What advice would you offer to fellow business owners who may be unsure of starting a business?

– Just put the time in. No one is going to do it for you. I would assume if you’re starting a business, no matter what that may be, it’s something you can see yourself doing. Something you want to do. Don’t think you’re going to sit back and watch it happen once the doors are open. It’s constant effort but it should be effortless if it’s something you love. You’ll get back what you put into it. You’re going to have bad days. Don’t let that dishearten you. If you want to do it find a way to make it work. If it’s something you love it’s supposed to be fun. So have fun!

What has been the most interesting film find or request you’ve added to the store? 

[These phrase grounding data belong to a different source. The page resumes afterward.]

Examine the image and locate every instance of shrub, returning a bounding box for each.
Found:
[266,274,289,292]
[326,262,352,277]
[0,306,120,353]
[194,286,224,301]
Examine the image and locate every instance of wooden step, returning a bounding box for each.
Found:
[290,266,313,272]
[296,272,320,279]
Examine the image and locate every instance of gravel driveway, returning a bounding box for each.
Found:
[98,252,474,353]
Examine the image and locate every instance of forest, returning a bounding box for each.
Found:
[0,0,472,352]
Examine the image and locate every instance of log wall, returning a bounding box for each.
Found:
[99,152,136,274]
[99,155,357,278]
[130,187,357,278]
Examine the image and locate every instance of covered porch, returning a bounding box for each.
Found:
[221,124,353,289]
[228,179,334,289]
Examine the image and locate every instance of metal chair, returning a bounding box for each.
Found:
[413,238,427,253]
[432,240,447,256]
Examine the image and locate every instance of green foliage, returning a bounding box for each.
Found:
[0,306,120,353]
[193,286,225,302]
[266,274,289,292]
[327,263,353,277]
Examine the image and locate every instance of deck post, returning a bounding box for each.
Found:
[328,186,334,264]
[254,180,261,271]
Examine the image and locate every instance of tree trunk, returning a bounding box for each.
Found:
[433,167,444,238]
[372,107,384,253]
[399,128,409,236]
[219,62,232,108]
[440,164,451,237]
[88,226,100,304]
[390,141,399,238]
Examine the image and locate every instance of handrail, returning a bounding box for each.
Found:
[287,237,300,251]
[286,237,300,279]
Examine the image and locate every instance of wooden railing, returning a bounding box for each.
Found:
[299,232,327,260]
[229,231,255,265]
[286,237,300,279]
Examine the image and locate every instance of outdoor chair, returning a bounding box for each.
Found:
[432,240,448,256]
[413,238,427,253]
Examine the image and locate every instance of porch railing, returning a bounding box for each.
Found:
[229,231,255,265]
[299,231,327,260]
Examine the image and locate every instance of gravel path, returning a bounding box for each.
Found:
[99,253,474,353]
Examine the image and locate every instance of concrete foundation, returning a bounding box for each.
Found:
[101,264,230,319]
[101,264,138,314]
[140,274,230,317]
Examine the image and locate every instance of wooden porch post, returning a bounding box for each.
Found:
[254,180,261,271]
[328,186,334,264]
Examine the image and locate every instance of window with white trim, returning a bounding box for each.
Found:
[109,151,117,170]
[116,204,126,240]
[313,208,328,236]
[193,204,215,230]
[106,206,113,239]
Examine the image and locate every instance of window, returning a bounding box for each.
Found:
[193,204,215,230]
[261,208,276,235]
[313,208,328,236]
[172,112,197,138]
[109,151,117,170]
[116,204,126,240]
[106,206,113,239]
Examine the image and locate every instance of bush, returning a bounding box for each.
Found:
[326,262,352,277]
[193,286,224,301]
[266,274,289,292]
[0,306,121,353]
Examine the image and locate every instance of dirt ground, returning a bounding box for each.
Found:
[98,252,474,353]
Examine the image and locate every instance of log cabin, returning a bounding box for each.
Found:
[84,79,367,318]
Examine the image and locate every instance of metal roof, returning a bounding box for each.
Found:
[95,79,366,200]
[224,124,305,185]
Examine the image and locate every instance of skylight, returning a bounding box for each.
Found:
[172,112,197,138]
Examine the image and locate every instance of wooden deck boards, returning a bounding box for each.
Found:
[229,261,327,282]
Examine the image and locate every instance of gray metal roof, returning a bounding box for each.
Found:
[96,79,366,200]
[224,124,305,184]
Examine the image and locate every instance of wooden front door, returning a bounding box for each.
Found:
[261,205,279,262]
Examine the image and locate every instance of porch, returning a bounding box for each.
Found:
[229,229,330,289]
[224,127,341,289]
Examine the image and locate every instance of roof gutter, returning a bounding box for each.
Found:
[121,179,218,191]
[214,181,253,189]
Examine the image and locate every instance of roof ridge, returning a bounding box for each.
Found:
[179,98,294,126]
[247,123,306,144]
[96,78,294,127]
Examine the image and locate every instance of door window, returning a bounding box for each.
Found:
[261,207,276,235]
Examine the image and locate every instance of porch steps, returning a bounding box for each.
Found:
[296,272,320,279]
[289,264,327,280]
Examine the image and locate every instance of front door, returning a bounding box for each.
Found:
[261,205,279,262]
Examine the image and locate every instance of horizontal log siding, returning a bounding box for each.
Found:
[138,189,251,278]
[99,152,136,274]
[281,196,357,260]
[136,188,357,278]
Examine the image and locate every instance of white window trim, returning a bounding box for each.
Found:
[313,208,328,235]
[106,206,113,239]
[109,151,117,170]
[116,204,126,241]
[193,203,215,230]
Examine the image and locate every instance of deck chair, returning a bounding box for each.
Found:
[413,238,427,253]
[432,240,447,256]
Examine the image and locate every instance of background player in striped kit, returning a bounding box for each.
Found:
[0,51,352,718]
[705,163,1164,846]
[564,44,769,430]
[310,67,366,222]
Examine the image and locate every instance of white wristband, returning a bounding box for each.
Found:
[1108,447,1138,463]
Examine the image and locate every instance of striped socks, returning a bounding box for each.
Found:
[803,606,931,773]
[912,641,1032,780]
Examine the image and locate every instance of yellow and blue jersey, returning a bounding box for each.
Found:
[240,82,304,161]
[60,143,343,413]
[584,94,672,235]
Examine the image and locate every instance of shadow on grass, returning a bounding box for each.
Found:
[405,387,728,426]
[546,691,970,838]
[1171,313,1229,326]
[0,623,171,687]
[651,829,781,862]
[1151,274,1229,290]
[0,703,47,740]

– Dealing with genre fans I don’t think there has been much in the way of requests that has shocked me. We’ve rented and sold stuff like A Serbian Film, Slaughtered Vomit Dolls, the Guinea Pig films, the rated “X” version of Thriller, Lars Von Trier’s Antichrist and Nymphomaniac. I’ve had customers come in looking to watch all of the grindhouse era Nazisploitaton films like Ilsa, She Wolf of the SS and Love Camp 7 but we cater to that. We’ve had titles available for rent in the past that were going for anywhere between $90 and $200 used online like Fright Night part II, Evil Ed, Drop Dead Fred, and The Cook, His Wife, The Thief, Her Lover. But you could rent them for a dollar! Rare and interesting is what we do.


Why do you feel The Alternative Gallery is so important for the Lehigh Valley?
– Because it doesn’t give up. It’s ever growing and ever changing. There is always something new, unique, and exciting right around the corner. No limits. The arts need that kind of freedom not just here but everywhere.